銀色の鎖かたびらの上から白と赤の鎧を着込んだ衛兵達は片手に盾を構え、もう一方の手は剣の柄を握っている。
「冒険者だ」
ディアスが衛兵に答えた。
「目的は」
衛兵が問う。
「治療だ。この街にいる医者に用がある」
ディアスはアーシュを前に立たせた。
衛兵はアーシュの左腕を見る。
「なるほど。……身分の証明などは」
ディアスは懐からギルドバッジを取り出した。
そのバッジの色を見た衛兵達は目配せして。
次いで剣の柄から手を離す。
衛兵の一人が城壁の上の仲間に向けて手を上げると、ディアス達に向けられていた弩弓がその向きを変えた。
「どうぞお通りください。

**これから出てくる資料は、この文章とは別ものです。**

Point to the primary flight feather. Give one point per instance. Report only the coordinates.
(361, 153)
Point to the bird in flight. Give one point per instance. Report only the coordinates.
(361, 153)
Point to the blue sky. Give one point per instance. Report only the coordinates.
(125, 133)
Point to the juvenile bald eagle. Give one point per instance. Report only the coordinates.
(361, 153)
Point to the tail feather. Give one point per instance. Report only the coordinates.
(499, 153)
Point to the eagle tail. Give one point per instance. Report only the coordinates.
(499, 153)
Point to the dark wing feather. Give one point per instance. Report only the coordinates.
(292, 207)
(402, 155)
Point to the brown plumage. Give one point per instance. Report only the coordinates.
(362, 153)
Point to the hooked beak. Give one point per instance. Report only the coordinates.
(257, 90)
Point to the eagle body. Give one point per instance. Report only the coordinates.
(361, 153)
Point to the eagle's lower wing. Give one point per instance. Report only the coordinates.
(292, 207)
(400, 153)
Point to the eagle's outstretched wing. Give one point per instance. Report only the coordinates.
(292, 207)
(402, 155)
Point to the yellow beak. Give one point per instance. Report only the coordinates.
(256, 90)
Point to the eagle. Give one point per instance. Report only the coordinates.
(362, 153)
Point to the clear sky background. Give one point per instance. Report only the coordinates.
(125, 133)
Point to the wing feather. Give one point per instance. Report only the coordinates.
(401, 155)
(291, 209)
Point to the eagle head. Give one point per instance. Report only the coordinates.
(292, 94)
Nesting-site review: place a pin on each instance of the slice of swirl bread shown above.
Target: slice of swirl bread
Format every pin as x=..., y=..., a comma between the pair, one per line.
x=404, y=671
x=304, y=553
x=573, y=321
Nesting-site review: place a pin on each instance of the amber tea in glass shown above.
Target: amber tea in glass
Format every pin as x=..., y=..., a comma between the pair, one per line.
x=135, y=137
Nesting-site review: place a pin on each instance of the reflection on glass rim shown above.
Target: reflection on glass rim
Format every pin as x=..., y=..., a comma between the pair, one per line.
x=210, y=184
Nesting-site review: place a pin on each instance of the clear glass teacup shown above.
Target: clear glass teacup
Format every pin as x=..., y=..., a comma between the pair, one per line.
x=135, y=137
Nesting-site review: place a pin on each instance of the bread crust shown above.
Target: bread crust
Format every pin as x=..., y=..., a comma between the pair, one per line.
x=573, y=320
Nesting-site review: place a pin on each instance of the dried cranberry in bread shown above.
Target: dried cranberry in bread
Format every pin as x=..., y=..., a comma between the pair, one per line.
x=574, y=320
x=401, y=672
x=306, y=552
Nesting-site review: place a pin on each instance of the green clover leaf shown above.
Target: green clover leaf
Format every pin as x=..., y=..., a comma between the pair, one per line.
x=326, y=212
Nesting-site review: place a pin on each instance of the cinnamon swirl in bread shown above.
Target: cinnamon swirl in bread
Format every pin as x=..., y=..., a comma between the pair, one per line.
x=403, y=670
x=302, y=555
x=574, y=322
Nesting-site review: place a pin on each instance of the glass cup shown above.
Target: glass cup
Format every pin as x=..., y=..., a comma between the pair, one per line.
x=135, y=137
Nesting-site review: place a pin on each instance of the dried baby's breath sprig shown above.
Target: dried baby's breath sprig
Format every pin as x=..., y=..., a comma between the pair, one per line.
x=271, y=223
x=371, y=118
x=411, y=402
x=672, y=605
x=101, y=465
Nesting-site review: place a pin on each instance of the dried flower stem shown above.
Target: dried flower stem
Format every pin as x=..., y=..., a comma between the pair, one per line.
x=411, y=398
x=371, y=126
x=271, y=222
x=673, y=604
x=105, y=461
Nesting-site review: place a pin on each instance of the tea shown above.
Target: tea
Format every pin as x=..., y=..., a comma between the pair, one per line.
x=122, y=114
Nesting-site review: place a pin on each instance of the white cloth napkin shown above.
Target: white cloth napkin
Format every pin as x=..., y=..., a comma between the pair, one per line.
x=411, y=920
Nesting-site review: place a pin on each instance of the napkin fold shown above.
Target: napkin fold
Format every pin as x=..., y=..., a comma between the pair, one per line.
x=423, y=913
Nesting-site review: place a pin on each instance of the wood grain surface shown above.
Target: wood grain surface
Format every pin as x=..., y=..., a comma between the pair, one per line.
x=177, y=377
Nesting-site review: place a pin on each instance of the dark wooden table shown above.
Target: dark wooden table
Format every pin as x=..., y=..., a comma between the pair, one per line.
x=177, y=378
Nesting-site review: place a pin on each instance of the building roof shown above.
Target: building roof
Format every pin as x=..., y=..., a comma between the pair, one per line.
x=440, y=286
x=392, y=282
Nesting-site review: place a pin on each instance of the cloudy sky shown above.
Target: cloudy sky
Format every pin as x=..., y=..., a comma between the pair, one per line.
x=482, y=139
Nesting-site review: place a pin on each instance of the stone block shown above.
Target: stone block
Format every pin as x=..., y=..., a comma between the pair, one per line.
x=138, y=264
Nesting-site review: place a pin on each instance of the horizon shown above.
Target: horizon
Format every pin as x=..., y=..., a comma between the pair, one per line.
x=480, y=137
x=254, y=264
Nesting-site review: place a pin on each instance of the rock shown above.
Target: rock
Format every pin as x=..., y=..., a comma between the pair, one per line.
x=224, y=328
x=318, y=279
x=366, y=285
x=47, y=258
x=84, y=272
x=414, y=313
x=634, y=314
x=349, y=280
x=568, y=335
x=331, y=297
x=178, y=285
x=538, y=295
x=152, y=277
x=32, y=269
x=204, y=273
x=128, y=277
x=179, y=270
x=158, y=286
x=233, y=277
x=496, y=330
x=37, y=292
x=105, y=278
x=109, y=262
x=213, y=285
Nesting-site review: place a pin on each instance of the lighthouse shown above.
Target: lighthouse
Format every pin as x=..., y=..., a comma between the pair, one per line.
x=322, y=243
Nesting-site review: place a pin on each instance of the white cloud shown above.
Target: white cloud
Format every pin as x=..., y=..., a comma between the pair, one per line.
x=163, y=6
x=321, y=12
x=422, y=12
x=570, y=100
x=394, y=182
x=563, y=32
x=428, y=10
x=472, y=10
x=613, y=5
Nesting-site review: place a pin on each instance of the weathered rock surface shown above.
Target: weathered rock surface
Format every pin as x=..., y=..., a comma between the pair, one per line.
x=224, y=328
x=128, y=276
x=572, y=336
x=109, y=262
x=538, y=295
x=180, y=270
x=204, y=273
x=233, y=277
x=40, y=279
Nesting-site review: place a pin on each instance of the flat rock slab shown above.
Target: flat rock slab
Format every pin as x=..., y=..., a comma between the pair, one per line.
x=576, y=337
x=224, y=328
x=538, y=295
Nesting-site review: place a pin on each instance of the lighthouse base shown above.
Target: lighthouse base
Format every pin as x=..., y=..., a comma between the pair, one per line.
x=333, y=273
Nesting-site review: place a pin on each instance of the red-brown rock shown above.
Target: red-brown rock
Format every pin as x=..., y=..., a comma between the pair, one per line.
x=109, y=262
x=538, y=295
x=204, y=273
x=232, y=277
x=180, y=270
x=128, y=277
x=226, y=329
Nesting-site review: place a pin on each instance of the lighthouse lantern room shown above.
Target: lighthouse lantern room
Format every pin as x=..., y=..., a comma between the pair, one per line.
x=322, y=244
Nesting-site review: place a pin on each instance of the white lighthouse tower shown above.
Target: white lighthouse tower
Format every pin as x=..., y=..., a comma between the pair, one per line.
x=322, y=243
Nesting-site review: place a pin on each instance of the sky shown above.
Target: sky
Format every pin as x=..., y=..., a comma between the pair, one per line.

また我が国は城郭都市になっていまして、いささか複雑な作りになっておりますが案内などは」
「いや、必要ない。過去に任務で訪れた事がある」
「分かりました」
衛兵達はディアス達に道を開けた。
ディアス達は都市の中へと入る。
都市の中は家屋と城壁とが一体になっており、それが幾重にも中心にある城を囲んでいた。
一定間隔で立ち並ぶ街灯が周囲を照らしている。
「すごい。外はあんなに真っ暗だったのに、街の中は明るいんだね」
アーシュが周囲を見回して言った。
「魔宮生成物の火には見えないけど、あの明かりって何が燃えてるの?」
エミリアが訊いた。
「あれは可燃性のガスが燃えているらしい」
ディアスが答えた。
ディアスは記憶を頼りに街を進んでいった。
その後ろにエミリアとアーシュが続く。
ディアス達は城壁をさらに2つ越えて街の中心部に向かい、街の中を走る川を数回渡って。
道が上下左右に複雑に絡み合っている様はまるで迷路のようで、数回ディアスは道を間違えつつもようやく目的の医者のもとへとたどり着く。